Friday, October 21, 2011

What I Learned on Safari

On Saturday, I returned from a vacation to Kenya. My first visit to Africa was unforgettable, the game parks were lovely and the safari rides thrilling. But, I am haunted by the images of the cities, villages, and reservations we passed through on our way to the game parks.

Like many tourists, we visited a Masai village. We sat in a mud and cow dung constructed hut, little bigger than the office I am writing in now, that housed 10 people in two beds. We watched mothers nursing newborn babies, covered with flies. We were told about teenagers, both boys and girls, going through circumcisions and women having babies attended only by their mothers-in-law. When I asked, I was told that “only” about one in ten women in the village die in childbirth. The cities outside of Nairobi we drove through on barely passable roads were filled with children begging when our 4 by 4 vehicles stopped for traffic, with corrugated aluminum tiny homes dotting the roads.

These so-called optional tourist excursions broke my heart and brought home the reality of the need to address poverty, maternal mortality, and access to family planning. It provided me with a renewed commitment to the Religious Institute’s Rachel Sabbath Initiative to engage religious leaders and faith communities in working for U.S. support to reach the Millennium Goals worldwide.

I know that Kenya is not the poorest country in Africa, and compared with its neighbors, it is relatively peaceful. But, still, one in 38 Kenyan women will die in childbirth, 26% of women will marry before adulthood, and female genital mutilation is still widely practiced.
The average woman in Kenya has six children, while her desired family size is four, although in the Masai village I visited fertility was much higher -- yet this marks substantial progress from an estimated 8.1 children per woman in the late 1960s). Fewer than half of Kenyan couples use contraceptives (46%), although that marks a significant increase compared to the 39 per cent reported in a 2003 study. According to the CIA World Factbook, the urban population in Kenya is “growing at an alarming rate as many Kenyans migrate from their rural homes to urban centers,” which has led to a scarcity of jobs and opportunities.

World population growth stops being an abstract idea when confronted with individuals and whole communities suffering without enough food, shelter, sanitation, health care, and economic opportunities. At the end of this month, the world's population will reach 7 billion. It was 4 billion when I first started working thirty five years ago.

The Bible calls us to be stewards of the earth and caretakers of our neighbors. I hope you’ll join us in rededicating ourselves to living out our faith through renewed action on behalf of all the people of the world.

Monday, October 03, 2011

Speak Out for LGBT Youth

This morning, for the second year in the row, the Religious Institute, is calling on the nation’s clergy to speak out in support of lesbian, gay, bisexual and transgender youth at services near National Coming Out Day, which is October 11th. The recent suicide of Jamey Rodemeyer, a 14 year old gay youth who in the spring made his own It Gets Better video, demonstrates the sad urgency of this call to action, which remains as necessary as it was in the wake of multiple teen suicides in September 2010.

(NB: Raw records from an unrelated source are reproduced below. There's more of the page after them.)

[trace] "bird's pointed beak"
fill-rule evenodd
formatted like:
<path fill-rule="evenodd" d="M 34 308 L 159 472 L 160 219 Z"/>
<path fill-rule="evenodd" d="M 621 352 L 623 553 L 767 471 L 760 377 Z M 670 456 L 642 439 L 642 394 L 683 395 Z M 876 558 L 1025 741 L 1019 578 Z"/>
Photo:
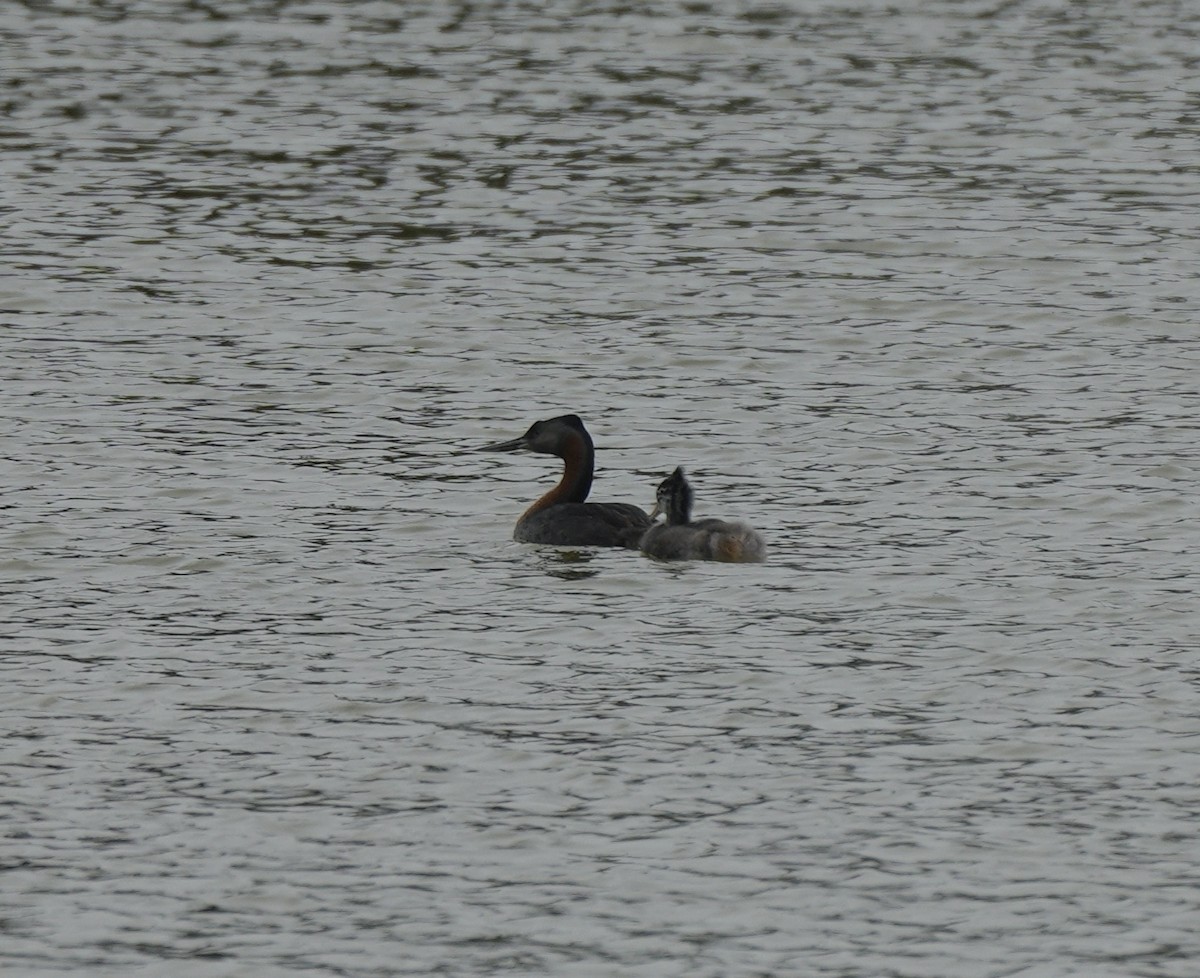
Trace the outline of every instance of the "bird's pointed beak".
<path fill-rule="evenodd" d="M 650 510 L 650 522 L 653 523 L 656 519 L 658 519 L 658 515 L 661 512 L 662 512 L 662 506 L 656 500 L 654 503 L 654 508 L 652 510 Z"/>
<path fill-rule="evenodd" d="M 483 445 L 475 451 L 477 452 L 515 452 L 525 447 L 525 436 L 513 438 L 510 441 L 498 441 L 494 445 Z"/>

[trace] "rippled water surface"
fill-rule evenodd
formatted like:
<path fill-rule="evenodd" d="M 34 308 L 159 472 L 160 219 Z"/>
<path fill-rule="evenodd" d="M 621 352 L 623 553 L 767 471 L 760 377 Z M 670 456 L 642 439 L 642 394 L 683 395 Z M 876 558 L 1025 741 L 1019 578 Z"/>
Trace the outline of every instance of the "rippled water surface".
<path fill-rule="evenodd" d="M 1196 975 L 1198 40 L 5 7 L 0 971 Z"/>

All of us have teens and young adults who are gay, lesbian, bisexual, or transgender in our congregations, many who are suffering in silence and are at risk. One study found that 14% of teens in religious communities identify as something other than heterosexual. Almost nine in ten of them have not been open about their sexuality with clergy or other adult leaders in their faith communities.

Studies show that almost six in ten clergy from mainline denominations support the full inclusion and acceptance of LGBT persons, yet other studies have found that eight in ten of even the most progressive clergy don't have programs in their congregations to support LGBT youth.

We have known for more than thirty years that at least one third of all suicides to teens are to gay youth. Our young people are dying because we are not speaking out for them. Ask yourself honestly, do the LGBT youth in your faith community know that you welcome and support them? What have you done to make sure that these youth know they are loved and supported, to demonstrate that you understand that they, too, are God's children?

The Religious Institute has created new worship resources in support of National Coming Out Day. They include a responsive reading, prayers, a collect, a prayer litany and more, available at

Can you work with your local rabbi, minister, imam, or lay leaders to speak out for LGBT youth in the next few weeks? In this case, silence can equal death. Please help.